Matheus Silva, 20, emerged from a coma Thursday, the San Jose Earthquakes said. The Brazilian defender was responsive and able to speak but will undergo additional testing.
Swimmers drown or nearly drown each year in the lake along the Nevada-California border from cold water shock syndrome, in which people lose the ability to float because their muscles cramp, Tahoe Douglas Fire Protection District Fire Marshal Eric Guevin said. There are two to three similar cases each year.
“He’s probably a real strong swimmer. This is frequent with athletes who don’t have a lot of insulation or fat,” Guevin said. “It is a point where they lose the control of their body and their muscles.”
Silva was swimming early Tuesday with teammates about 20 yards from the shore of the public beach near Zephyr Cove Resort when he cried out for help and then went underwater, the fire marshal said.
His teammates and a person on a paddleboard rescued him and started CPR before emergency crews arrived.
Surface water temperature in the famed lake hovers around the mid-50s this time of year. Silva wasn’t wearing a lifejacket, which is recommended in the cold water.

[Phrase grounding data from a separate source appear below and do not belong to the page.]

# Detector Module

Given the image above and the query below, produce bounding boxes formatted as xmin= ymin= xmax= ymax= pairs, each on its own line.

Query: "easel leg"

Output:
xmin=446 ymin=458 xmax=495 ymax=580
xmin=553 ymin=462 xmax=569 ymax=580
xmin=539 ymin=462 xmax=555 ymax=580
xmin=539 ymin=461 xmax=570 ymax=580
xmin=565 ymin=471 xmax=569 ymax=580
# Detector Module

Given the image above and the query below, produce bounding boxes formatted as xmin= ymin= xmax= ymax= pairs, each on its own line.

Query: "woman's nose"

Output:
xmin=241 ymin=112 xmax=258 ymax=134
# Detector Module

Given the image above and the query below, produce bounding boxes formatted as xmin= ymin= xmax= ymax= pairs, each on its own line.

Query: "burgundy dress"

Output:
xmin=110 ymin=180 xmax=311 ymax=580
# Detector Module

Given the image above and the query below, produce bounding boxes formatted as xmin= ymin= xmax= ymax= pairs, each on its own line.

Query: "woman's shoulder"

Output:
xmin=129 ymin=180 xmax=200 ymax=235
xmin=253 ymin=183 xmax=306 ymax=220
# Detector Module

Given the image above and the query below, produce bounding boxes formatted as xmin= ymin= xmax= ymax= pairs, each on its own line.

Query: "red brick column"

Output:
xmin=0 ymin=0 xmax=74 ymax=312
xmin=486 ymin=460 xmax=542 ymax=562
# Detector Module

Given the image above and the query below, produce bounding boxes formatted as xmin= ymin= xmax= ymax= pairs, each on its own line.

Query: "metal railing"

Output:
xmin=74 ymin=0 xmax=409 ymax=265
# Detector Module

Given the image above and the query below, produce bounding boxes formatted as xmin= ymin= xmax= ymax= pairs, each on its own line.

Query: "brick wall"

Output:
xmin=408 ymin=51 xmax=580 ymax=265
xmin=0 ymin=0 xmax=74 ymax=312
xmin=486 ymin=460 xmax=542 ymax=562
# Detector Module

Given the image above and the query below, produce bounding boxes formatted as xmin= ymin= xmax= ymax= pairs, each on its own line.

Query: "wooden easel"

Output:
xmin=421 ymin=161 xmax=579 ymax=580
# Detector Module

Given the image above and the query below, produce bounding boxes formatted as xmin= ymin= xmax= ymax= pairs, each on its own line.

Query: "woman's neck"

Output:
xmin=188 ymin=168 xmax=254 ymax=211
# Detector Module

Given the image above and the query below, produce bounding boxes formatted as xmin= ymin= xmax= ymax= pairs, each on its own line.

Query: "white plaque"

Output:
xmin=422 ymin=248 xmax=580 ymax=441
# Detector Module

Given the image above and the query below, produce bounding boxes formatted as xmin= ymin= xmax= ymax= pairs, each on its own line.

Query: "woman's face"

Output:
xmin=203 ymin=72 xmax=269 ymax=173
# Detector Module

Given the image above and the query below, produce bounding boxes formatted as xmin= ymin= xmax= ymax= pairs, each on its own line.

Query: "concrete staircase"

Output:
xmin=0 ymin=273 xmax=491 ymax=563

Silva’s pulse and breathing came back with emergency aid at the scene, Guevin said. He was taken to a nearby hospital before being flown to a facility in Reno, Nevada. Family members and Earthquakes general manager Jesse Fioranelli were by his side.
“The entire Earthquakes organization is grateful for the invaluable effort by the doctors, players and staff at Reno 1868 FC and bystanders on the beach that contributed to Matheus being alive and well today,” Fioranelli said.
Silva was playing this season on loan for Reno 1868 FC, which is part of the United Soccer League. The soccer club beat the LA Galaxy II on Monday night, but Silva didn’t play in the 9-0 win.